During the Civil War, sieges were relatively common, and both armies undertook them on occasion. As had been true for several centuries, there were two ways to reduce a fort before launching a final assault with infantry: direct fire with standard artillery to batter the walls down, and indirect fire with mortars to inflict damage on the fort's defenders behind their fortifications. Ideally, the mortars would keep the defenders' heads down while the artillery concentrated fire on one section of the fort or walls, weakening or destroying that section, and knocking out the enemy's artillery with counterbattery fire.
The problem with the latter was accuracy: artillery before the Civil War was rather inaccurate, and even weeks of bombardment could end up with very little damage to the fort's defenders, making the infantry assault a bloodbath. Rifling the barrels was a solution to the accuracy issue, but rifling was very difficult to cast. However, in 1860, Robert Parrott, a former US Army officer, figured out how to efficiently make rifled guns in all calibers. His weapons became known as Parrott guns, and were hugely advantageous to the Union Army--the Confederates, lacking the knowledge of the process or the metallurgy to achieve it, struggled to copy the Parrott design. Though Parrott was better known for his smaller artillery pieces, he also produced several designs for rifled siege guns. These did not get designations from the Union Army, and were just known by the weight of their shot. One of these was the 200-pounder 8-inch siege gun.
The 200-pounder was a scaled up version of the successful Parrott 100-pounder 6.4-inch siege gun, which Union artillerists thought was the finest siege gun of the war. The 6.4-inch was easy to use even for inexperienced artillerists (which could be infantrymen pressed into the role), accurate, and generally reliable, though they burst more often than other Parrott designs, likely due to just the sheer amount of weight they were throwing. The 20-pounders were massive guns by weight, if not by size, weighing in at a hefty 83 tons, with a maximum range of about five miles.

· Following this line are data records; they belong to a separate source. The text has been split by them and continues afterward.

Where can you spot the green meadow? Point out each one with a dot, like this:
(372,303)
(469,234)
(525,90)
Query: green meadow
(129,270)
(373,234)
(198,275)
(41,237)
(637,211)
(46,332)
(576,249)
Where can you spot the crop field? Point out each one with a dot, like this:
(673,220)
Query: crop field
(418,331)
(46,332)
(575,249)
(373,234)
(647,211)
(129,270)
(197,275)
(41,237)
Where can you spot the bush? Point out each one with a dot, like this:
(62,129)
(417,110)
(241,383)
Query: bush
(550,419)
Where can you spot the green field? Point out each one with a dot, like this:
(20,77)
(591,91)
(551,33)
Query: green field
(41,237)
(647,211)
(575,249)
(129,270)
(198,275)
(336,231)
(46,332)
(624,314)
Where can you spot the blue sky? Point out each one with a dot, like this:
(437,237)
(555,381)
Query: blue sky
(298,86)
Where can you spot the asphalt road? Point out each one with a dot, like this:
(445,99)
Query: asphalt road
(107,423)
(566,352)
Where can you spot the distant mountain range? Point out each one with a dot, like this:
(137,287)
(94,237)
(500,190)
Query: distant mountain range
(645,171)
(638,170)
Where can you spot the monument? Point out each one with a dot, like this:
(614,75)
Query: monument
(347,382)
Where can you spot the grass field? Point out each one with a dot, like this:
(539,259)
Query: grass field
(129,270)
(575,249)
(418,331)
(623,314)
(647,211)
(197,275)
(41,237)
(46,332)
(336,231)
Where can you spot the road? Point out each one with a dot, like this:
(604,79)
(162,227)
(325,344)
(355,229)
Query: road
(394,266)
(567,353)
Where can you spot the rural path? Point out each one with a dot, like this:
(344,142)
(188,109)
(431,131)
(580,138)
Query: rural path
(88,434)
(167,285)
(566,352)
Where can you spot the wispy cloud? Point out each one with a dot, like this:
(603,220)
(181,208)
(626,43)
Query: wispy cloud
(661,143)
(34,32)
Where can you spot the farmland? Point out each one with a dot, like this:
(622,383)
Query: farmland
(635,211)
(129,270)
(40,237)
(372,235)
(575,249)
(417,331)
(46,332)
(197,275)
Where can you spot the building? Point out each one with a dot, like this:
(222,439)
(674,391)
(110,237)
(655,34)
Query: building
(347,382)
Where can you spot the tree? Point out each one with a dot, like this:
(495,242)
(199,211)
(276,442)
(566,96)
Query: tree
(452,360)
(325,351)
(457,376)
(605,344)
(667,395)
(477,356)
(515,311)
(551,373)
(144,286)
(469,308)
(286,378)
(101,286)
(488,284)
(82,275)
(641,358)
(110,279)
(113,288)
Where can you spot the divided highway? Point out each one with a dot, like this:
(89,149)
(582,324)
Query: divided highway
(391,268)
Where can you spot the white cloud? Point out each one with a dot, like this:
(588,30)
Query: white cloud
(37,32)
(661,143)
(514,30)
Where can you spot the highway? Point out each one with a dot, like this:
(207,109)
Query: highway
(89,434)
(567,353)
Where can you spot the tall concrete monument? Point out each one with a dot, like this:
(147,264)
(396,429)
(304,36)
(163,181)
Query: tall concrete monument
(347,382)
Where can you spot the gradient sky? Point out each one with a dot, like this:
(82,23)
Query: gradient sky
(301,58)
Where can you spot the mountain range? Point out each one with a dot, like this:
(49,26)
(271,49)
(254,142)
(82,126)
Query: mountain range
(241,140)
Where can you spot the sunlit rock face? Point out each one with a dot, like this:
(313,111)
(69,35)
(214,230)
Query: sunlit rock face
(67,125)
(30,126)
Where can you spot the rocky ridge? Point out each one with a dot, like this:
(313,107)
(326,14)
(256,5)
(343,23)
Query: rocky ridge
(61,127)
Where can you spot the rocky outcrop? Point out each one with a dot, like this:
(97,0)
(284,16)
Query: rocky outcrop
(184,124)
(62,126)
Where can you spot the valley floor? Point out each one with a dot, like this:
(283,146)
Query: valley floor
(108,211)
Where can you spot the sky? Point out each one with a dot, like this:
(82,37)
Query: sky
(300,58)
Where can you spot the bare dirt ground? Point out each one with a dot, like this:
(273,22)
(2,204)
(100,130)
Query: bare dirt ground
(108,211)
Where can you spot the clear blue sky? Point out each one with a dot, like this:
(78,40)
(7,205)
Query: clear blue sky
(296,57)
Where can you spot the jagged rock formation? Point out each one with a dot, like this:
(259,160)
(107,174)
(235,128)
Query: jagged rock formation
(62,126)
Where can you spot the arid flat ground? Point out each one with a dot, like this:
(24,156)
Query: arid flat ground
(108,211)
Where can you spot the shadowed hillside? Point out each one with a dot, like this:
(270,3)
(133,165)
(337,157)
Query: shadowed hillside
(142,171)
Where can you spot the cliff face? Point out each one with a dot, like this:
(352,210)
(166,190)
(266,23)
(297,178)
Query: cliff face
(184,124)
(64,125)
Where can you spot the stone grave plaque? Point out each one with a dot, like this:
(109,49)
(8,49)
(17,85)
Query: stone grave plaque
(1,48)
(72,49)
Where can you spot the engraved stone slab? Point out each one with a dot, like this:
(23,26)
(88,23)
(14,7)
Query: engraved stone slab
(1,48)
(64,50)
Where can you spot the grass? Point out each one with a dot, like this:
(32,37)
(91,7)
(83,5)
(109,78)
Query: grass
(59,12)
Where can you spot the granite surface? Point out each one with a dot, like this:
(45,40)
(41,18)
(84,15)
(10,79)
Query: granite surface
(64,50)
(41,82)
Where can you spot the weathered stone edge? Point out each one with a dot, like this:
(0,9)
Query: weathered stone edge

Because of the 200-pounder's weight, they were rarely used in the Civil War--it took too long to arrive, and most armies weren't willing to wait long enough for them to get there. Most of the Parrott siege guns were used in the Siege of Charleston from 1862 to 1865; the most famous was a 200-pounder nicknamed the "Swamp Angel." Engineers under the command of Brigadier General Quincy Gillmore built a wooden platform in a marsh, which Confederate engineers had thought impossible, then emplaced the Swamp Angel on the battery. Gillmore then delivered an ultimatum to the Confederates to evacuate Morris Island or he would fire on the city of Charleston. When the Confederates refused, the Swamp Angel opened fire on August 22, 1863, at a range of just over four miles--at the time, the longest-ranged artillery bombardment in history, and the first to use a compass to aim the gun. The Swamp Angel's bark was worse than its bite, however: though shelling Charleston was impressive, it did little damage to the city or its inhabitants, and the gun burst after its 36th shot in any case, though the crew was unhurt. (A gun believed to be at least part of the Swamp Angel was taken back and is on display in Trenton, New Jersey.)
After the Civil War, the Parrott siege guns remained in service as coastal defense guns for a time--their rifling made them accurate enough to engage ships, and any ship hit by one would sustain catastrophic damage. These were replaced in the 1880s as a result of the Endicott Reforms. A few have survived in museums to the present.
This 200-pounder on display at Fort Stevens State Park near Astoria, Oregon is a replica. It is mounted on the type of wooden barbette that Fort Stevens would have had between the Civil War and the Spanish-American War; Fort Stevens had eight of these weapons arrayed around its various batteries. The gun would be loaded, cranked forward to the end of the wooden carriage, then fired; the recoil would send it backwards to the end of the carriage, where the crew, safely under cover, could reload it. The wooden planks on the ground were arrayed according to preset compass bearings, and the crew could move the gun to bear on targets quickly and easily. This replica can actually fire black powder charges to simulate what the real thing must have sounded like.